I've written one before as a recursive function. If i recall correctly, you pass in a string. if the length of the string is 1, you add it to a collection and return that. if the length is greater than one, you strip of one character and pass that shortened string into the method (thus the recursion). Once you get back the collection of permutations of the shorter string, you insert the one stripped off character at every position in each string in the collection.
so... if you pass in "abc", you'd strip off the 'a', and pass "bc" into the method. you'd then strip off the 'b', and pass the string "c" into the method. this has a length of 1, so you'd insert that into a collection, and return it.

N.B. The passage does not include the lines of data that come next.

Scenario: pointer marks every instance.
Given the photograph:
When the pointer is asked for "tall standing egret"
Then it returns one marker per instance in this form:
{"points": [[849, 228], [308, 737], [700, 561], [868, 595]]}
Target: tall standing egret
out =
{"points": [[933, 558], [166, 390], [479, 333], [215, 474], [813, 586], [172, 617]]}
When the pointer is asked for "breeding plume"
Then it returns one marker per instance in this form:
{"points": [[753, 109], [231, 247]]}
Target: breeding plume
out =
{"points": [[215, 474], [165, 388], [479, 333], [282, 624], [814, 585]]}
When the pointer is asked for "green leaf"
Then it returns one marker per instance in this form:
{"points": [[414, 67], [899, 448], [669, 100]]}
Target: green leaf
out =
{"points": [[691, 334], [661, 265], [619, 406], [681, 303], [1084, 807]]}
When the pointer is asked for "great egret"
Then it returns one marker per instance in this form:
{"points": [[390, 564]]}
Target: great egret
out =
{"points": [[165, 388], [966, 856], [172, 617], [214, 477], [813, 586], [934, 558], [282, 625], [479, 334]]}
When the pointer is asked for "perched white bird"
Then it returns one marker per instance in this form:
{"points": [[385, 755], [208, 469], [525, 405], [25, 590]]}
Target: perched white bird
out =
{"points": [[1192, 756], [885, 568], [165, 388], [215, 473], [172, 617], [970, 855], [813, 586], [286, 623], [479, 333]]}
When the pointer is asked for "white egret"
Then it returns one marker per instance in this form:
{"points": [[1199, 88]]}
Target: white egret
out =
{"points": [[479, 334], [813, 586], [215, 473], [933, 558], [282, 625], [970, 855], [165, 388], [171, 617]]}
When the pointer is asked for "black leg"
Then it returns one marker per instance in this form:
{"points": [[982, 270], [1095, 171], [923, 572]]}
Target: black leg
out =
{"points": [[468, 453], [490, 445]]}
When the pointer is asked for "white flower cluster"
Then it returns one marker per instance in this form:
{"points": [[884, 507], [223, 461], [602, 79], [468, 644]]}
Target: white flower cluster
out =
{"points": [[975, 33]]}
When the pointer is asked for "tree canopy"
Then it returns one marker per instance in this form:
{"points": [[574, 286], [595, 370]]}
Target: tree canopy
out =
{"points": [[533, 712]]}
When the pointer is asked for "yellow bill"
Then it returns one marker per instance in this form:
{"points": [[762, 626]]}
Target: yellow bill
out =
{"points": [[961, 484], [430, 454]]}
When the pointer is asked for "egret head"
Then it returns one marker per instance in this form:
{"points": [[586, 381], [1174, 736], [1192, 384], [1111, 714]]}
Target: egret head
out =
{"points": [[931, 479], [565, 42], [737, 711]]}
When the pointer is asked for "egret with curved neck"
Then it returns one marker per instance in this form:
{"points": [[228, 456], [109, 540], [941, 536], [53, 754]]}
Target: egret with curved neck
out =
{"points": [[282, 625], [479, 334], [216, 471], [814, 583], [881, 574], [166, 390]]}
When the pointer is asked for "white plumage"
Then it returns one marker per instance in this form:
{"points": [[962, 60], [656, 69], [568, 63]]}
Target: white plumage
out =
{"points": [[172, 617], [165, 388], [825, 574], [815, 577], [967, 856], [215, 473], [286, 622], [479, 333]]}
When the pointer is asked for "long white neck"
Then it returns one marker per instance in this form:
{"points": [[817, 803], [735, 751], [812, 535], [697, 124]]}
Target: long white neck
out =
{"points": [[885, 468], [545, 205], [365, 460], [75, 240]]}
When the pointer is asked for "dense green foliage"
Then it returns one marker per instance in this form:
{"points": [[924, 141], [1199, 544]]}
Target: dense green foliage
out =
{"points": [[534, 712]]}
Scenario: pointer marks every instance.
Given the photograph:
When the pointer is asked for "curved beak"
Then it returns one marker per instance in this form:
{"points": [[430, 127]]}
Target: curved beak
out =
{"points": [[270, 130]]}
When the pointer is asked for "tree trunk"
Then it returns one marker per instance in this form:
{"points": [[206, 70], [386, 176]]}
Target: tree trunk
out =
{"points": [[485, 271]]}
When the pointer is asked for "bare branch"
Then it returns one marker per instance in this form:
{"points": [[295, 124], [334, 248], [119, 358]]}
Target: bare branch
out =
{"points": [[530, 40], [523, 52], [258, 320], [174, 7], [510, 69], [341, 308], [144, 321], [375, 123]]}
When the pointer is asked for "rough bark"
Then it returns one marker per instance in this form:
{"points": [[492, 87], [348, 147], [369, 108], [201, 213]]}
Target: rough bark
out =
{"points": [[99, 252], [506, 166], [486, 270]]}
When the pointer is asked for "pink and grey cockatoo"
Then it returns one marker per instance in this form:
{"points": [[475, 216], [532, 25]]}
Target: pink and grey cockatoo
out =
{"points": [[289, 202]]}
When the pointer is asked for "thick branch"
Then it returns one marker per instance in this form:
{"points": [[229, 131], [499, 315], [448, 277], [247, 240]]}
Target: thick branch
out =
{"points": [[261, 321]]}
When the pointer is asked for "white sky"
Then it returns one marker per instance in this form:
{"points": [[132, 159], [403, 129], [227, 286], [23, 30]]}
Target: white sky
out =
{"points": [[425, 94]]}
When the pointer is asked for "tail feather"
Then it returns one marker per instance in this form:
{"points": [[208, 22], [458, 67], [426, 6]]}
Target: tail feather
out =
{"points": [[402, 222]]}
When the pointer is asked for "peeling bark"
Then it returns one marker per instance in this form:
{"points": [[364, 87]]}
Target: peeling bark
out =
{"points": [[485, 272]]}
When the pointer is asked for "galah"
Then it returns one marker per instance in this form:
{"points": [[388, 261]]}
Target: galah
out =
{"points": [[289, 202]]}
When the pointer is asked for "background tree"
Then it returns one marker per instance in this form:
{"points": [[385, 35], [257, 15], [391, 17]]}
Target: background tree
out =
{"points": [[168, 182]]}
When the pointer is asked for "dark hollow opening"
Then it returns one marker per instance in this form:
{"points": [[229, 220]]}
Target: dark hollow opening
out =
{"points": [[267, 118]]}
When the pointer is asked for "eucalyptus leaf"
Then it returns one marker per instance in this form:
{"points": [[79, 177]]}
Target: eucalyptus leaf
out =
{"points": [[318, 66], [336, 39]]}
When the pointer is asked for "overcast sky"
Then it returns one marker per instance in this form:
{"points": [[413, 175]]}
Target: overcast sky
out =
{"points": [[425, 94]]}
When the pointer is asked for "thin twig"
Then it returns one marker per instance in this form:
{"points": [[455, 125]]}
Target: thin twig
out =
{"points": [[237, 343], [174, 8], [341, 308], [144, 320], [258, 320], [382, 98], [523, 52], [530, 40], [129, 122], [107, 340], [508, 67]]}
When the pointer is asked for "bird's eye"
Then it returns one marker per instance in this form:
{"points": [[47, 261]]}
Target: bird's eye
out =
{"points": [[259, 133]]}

you now back in the iteration where you stripped off the 'b'. So, read the first string in the returned collection, and loop through inserting in the 'b' in every position. This would generate "bc" and "cb". Both of these strings are inserted into a collection, and since there are no more in the collection this method got from it's call, we pass the newly generated one up to the 'a' version.
You'd read the first string, and insert in the 'a' in every possible position, giving "abc", "bac" and "bca". You then read the next string of "cb", and insert the character to give you "acb", "cab", and finally "cba".
It's kind of hard to explain, but it worked.
There are only two hard things in computer science: cache invalidation, naming things, and off-by-one errors
just for the record... I never claimed mine was the best or most efficient. I haven't bothered to search for anything better, or even to calculate how poorly it runs in big-O notation. It was something I needed for my Project Euler work, and was pretty simple to write.